Enlace Judío México e Israel – En pocos meses y muchas latitudes hemos visto muy diferentes acciones y reacciones a la pandemia del coronavirus por parte de los responsables nacionales de la toma de decisiones, aunque en general podrían clasificarse en dos actitudes opuestas: negacionistas y apocalípticos.

Para ser más exactos, los visionarios de un futuro terrible han estado más en las calles (mejor, encerrados en sus casas) que en los despachos oficiales, ya que los jefes de los gobiernos han entendido que buena parte del resultado a largo plazo tiene que ver con el grado de expectativas de sus votantes o súbditos. Por tanto, la postura más habitual es la de cierto grado de negacionismo, desde el pensamiento mágico a la ocultación de la realidad y la “mentira por compasión”.

No podemos clasificar de forma clara y taxativa a los capitanes de los distintos equipos o estados, ya que las cifras de infectados, muertos, recuperados, suministros, rebrotes e impacto económico han ido cambiando a una velocidad desconocida en las altas esferas. Lo que sí es evidente es que la realidad ha atropellado la lógica con que se habían construido durante décadas los servicios sanitarios. Si bien algunos países han resistido mucho mejor que otros al principio, el tiempo va demostrando que mirar para otro lado acaba siendo igual de mortal que correr a la desesperada. Algunos, como Israel, Suecia, Portugal o Perú (por nombrar casos totalmente diferentes e inconexos) han resistido bien el primer embate, pero observan aterrados cómo la excelencia de su gestión primaria es ahora su principal debilidad de cara a las secuelas, rebrotes y nuevas olas de contagios. Como en los terremotos, el sobrevivir al primer temblor sólo nos sirve para ponernos en alerta e intentar salvarnos ante las posibles réplicas.
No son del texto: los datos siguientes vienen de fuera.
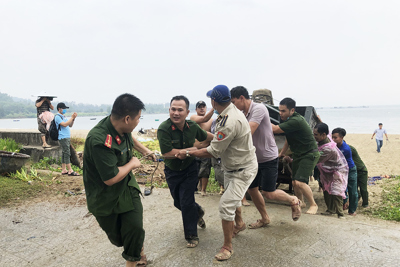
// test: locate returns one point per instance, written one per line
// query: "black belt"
(236, 170)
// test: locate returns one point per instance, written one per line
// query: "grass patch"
(78, 143)
(390, 208)
(15, 189)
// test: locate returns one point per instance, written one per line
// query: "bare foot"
(312, 210)
(245, 203)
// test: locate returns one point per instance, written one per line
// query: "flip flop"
(222, 255)
(236, 230)
(296, 210)
(257, 224)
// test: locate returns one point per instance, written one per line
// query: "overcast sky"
(321, 53)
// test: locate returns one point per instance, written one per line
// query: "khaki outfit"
(234, 145)
(117, 208)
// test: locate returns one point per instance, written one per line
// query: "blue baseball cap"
(220, 94)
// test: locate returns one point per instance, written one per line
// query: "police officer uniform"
(117, 208)
(181, 175)
(234, 145)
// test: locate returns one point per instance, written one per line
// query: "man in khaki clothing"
(234, 145)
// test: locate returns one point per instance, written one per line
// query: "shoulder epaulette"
(108, 142)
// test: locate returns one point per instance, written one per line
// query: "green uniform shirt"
(170, 137)
(357, 159)
(298, 135)
(104, 152)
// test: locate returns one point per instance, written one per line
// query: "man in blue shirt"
(379, 137)
(337, 135)
(64, 137)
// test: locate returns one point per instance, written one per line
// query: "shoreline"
(378, 164)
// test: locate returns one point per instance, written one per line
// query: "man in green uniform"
(174, 134)
(305, 150)
(362, 176)
(112, 193)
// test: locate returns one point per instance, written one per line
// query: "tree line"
(14, 107)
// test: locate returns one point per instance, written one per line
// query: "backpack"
(53, 130)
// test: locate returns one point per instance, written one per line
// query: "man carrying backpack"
(64, 137)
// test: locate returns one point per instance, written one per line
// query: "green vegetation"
(10, 145)
(390, 208)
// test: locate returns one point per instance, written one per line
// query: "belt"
(239, 170)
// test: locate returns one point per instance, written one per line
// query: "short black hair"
(237, 91)
(126, 104)
(180, 97)
(322, 128)
(288, 102)
(340, 131)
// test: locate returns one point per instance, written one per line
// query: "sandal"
(224, 254)
(296, 210)
(258, 224)
(237, 230)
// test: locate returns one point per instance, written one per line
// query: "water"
(354, 120)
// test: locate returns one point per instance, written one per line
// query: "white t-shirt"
(379, 133)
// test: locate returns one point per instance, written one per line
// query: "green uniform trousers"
(362, 183)
(126, 229)
(334, 203)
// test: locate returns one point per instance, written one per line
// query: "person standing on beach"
(267, 157)
(203, 119)
(362, 176)
(43, 104)
(300, 139)
(337, 135)
(333, 169)
(112, 192)
(233, 144)
(64, 137)
(379, 137)
(174, 134)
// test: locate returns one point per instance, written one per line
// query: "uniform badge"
(118, 140)
(108, 142)
(220, 136)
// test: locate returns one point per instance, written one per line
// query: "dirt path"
(58, 233)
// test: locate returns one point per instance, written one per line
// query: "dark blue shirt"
(346, 150)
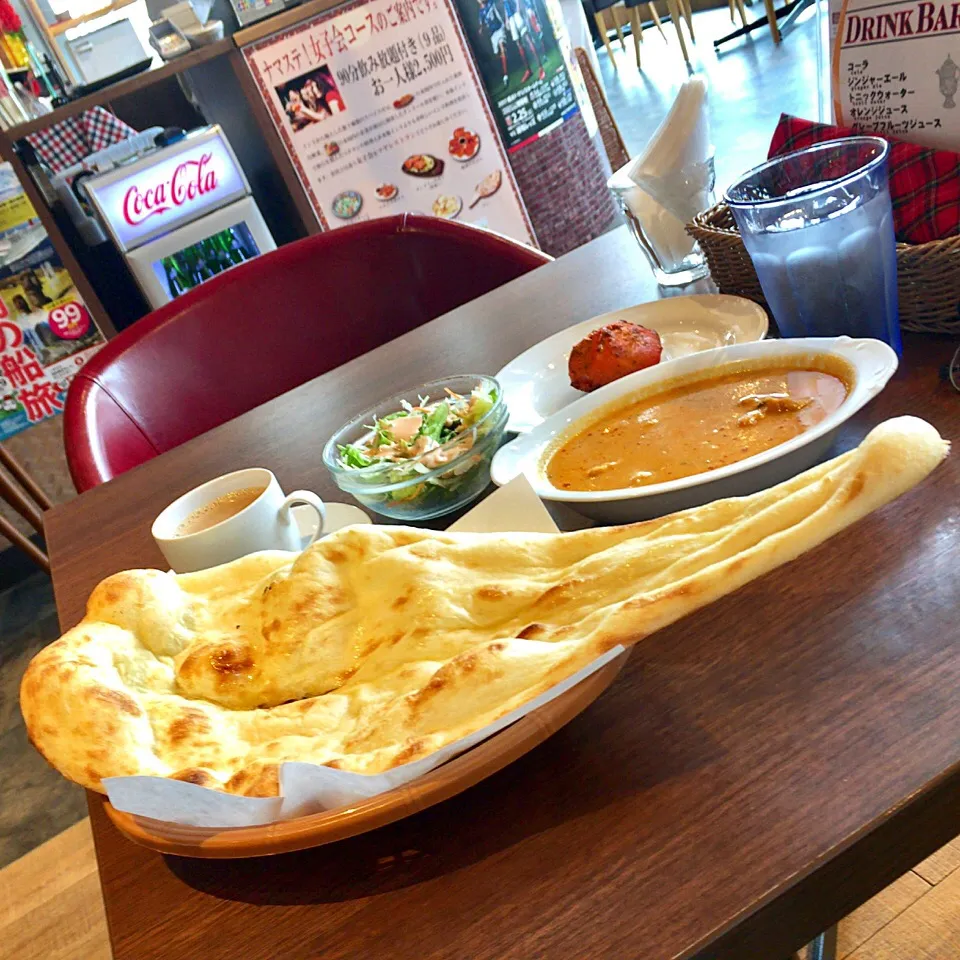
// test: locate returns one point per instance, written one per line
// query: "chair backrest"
(269, 325)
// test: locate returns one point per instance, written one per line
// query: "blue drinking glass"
(818, 225)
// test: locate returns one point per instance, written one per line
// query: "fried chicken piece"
(612, 352)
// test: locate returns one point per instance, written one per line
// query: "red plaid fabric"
(69, 141)
(924, 183)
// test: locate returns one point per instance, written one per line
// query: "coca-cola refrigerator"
(180, 214)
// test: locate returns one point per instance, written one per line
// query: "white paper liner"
(307, 788)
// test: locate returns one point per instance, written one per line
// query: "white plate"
(536, 385)
(873, 364)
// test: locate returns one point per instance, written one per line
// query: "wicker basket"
(928, 274)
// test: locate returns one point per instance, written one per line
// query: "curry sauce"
(695, 427)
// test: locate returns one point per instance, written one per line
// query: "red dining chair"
(269, 325)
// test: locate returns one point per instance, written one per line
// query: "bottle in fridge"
(181, 215)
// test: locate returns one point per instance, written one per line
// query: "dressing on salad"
(425, 436)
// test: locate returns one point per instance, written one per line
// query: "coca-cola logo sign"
(190, 180)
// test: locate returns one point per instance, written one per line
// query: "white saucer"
(536, 384)
(338, 515)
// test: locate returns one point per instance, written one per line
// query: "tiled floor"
(751, 82)
(35, 801)
(916, 918)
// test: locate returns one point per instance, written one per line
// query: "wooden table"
(758, 770)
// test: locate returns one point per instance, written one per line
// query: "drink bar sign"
(380, 108)
(896, 69)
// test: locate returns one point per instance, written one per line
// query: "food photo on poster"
(522, 64)
(381, 110)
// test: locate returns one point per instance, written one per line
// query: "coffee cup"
(226, 518)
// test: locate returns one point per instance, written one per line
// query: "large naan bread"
(378, 645)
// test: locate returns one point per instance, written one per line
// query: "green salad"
(414, 441)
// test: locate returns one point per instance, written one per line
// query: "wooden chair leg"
(602, 27)
(616, 24)
(656, 19)
(636, 28)
(24, 478)
(27, 546)
(688, 16)
(675, 16)
(772, 17)
(10, 492)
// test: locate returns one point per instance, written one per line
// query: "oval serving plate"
(317, 829)
(872, 361)
(536, 384)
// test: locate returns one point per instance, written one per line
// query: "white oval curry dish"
(536, 384)
(870, 363)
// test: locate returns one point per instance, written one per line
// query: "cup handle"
(311, 500)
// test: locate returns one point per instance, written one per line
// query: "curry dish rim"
(830, 363)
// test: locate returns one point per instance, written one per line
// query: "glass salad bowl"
(424, 452)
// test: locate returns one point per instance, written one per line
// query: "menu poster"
(381, 111)
(895, 69)
(522, 64)
(46, 333)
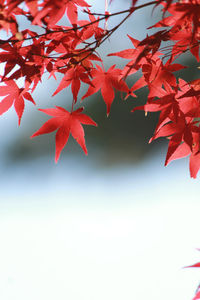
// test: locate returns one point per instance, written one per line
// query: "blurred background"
(115, 224)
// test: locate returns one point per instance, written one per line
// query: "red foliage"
(71, 50)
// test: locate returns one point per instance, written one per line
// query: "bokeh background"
(115, 224)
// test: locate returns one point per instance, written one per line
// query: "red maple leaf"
(14, 95)
(53, 11)
(106, 81)
(65, 122)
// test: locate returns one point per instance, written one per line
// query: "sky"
(78, 230)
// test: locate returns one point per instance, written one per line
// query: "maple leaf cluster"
(72, 51)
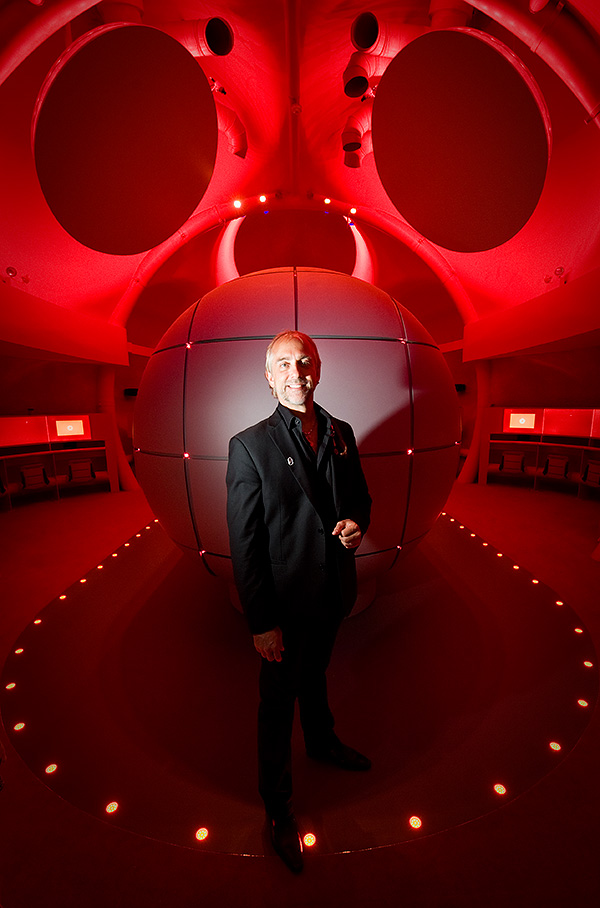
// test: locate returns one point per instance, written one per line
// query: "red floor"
(539, 849)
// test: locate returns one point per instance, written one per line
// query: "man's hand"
(269, 644)
(349, 533)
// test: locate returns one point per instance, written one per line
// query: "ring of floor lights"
(410, 825)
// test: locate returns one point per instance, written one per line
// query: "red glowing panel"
(23, 430)
(461, 139)
(568, 422)
(65, 427)
(523, 422)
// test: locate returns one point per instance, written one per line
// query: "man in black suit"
(297, 508)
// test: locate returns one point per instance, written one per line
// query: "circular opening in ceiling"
(461, 139)
(126, 121)
(364, 31)
(219, 37)
(356, 87)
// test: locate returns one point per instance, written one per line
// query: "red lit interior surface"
(35, 430)
(584, 423)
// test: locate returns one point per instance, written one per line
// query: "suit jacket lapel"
(281, 438)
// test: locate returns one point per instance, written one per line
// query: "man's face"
(294, 375)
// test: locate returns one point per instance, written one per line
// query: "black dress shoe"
(342, 756)
(287, 843)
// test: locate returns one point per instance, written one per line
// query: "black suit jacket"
(278, 540)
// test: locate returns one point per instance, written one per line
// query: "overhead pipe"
(355, 157)
(559, 39)
(232, 127)
(124, 11)
(449, 13)
(376, 47)
(202, 37)
(357, 124)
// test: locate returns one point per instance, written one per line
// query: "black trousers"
(300, 675)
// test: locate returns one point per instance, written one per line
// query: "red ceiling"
(282, 86)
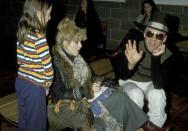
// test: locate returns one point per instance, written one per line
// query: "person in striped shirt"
(35, 71)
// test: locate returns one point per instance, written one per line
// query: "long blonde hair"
(29, 21)
(67, 30)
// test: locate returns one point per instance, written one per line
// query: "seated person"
(145, 76)
(113, 110)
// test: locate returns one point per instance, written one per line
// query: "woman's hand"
(96, 86)
(159, 51)
(133, 56)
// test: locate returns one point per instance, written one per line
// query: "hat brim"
(140, 25)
Hay naciones que, ante su largo historial de lucha contra diferentes plagas, creyeron estar mejor preparados para ésta. Recuerdo cómo, al principio de la pandemia, muchos tildaron de exageradas las precauciones frente al nuevo coronavirus en comparación con los estragos corroborados de otras enfermedades endémicas como la malaria, el zika o el dengue. Incluso ahora, cuando las cifras de fallecidos por la enfermedad COVID-19 superan ya el medio millón a nivel mundial, hay quienes se resisten a tomar medidas contundentes, escudados generalmente en dos aspectos: el impacto económico cuando se supone que esto acabe, y la cesión de información privada, como el seguimiento de los contactos personales o la monitorización remota de las constantes vitales.

Hay mandatarios que encabezaron de forma beligerante el negacionismo del posible impacto y que han tenido que plegar el rabo entre las piernas como cachorros asustados. Es el casi del británico Boris Johnson. Otros, como el presidente mexicano, siguen empeñados en despreciar las evidencias y derrumbe por el impacto negativo de una gestión optimista por ideología, como si la voluntad fuera capaz de moldear la realidad. Los más persistentes actualmente son justamente los que llevan las riendas de las zonas con peores datos: EE.UU. y Brasil. La mayoría de los líderes ya ha aceptado la triste y dura realidad, mientras que los apocalípticos ya no temen tanto al “fin del mundo” como a la continuación del mismo, pero con las nuevas reglas de juego que nos traerá la previsible debacle económica, la “nueva normalidad” que asoma.

Quisiera poder anunciarles, como en aquellas películas de antaño, que todo no ha sido sino una pesadilla y bastaría con intentar pellizcarnos para comprobar que no hemos tenido más que un mal sueño. Desgraciadamente, esto es más real que el aparente progreso que la humanidad ha experimentado en las últimas décadas. Seguimos siendo nada más que unos animales engreídos, convencidos del poder de nuestros logros intelectuales y científicos, pero aún a merced de organismos que ni siquiera tienen vida propia.